Mit »I N« knüpft Lukas Lauermann dort an, wo er uns mit »How I Remember Now I Remember How« zurückgelassen hat – oder besser: er knüpft weiter. Von einem Klangteppich sollte man aber nur dann sprechen, wenn man sich darüber im Klaren ist, wie viel nicht zuletzt künstlerische Arbeit in einem von Hand geknüpften Teppich steckt – wie viel handwerkliches Geschick, wie viel Kunstfertigkeit in der Wahl von Motiven, Farben und Stimmungen. Im Vergleich zum Vorgänger erscheint der zweite Streich noch kompakter und vereint unterschiedliche Zugänge zu einem großen Ganzen von 22 Stücken, die zugleich für sich selbst stehen können.

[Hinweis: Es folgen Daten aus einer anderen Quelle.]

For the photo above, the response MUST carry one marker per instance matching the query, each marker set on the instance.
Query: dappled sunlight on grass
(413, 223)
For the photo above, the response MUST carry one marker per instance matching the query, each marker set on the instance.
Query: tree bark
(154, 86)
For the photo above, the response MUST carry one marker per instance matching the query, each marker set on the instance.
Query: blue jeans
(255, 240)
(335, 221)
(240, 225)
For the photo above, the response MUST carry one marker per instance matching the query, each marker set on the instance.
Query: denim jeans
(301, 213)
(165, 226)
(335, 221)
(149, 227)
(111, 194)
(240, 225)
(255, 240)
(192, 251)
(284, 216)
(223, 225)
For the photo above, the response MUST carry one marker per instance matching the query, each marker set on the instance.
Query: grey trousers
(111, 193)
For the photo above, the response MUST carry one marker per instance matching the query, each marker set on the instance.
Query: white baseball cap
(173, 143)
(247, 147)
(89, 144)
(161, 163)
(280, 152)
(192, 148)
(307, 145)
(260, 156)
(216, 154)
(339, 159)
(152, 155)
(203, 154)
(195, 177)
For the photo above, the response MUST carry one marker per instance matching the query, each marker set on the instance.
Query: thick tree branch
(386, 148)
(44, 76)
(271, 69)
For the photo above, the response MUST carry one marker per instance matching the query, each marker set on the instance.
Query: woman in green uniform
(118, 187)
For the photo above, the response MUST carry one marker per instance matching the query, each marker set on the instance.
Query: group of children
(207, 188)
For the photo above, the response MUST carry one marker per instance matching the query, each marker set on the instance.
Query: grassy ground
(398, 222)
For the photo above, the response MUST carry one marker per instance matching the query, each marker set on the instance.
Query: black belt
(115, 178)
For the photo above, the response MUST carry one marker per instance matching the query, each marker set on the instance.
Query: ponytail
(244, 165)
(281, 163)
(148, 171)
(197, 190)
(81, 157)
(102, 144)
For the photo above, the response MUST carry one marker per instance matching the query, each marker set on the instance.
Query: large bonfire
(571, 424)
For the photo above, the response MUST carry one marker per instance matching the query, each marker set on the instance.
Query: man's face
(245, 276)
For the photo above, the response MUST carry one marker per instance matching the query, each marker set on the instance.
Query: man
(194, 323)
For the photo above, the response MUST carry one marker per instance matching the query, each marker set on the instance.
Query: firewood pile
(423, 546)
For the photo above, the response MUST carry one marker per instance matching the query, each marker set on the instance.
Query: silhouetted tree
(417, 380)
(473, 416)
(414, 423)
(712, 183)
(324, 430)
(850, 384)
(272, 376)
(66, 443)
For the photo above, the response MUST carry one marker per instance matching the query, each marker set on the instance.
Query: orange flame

»Als Hintergrund für das erste Album habe ich viele Texte verwendet. Also alles Dinge, die für sich schon eine Aussage haben und an denen man Sachen aufhängen kann. Ich wollte mich aber nicht wiederholen und habe dieses Mal dann ohne dieses Sicherheitsnetz gearbeitet.« Es scheint fast so, als habe die bewusste Entscheidung, sich mehr Freiheit zu nehmen, auch gleichzeitig zu einem musikalisch größeren Zusammenhalt geführt. »Anders als beim ersten Album gibt es durchgehende musikalische Verbindungen – manche spannen sich über die gesamte Spieldauer. ›I N‹ ist als Kreis gedacht, der mehrere Einstiegsmöglichkeiten eröffnet, es ist stilistisch präziser und geschlossener.« Und das, obgleich einige Stücke als Improvisationen am Cello entstanden sind, andere als forschende Auseinandersetzung mit Kirchentonarten am Klavier. Dieses Instrument ist nun erstmals auch prominent in seiner Musik vertreten.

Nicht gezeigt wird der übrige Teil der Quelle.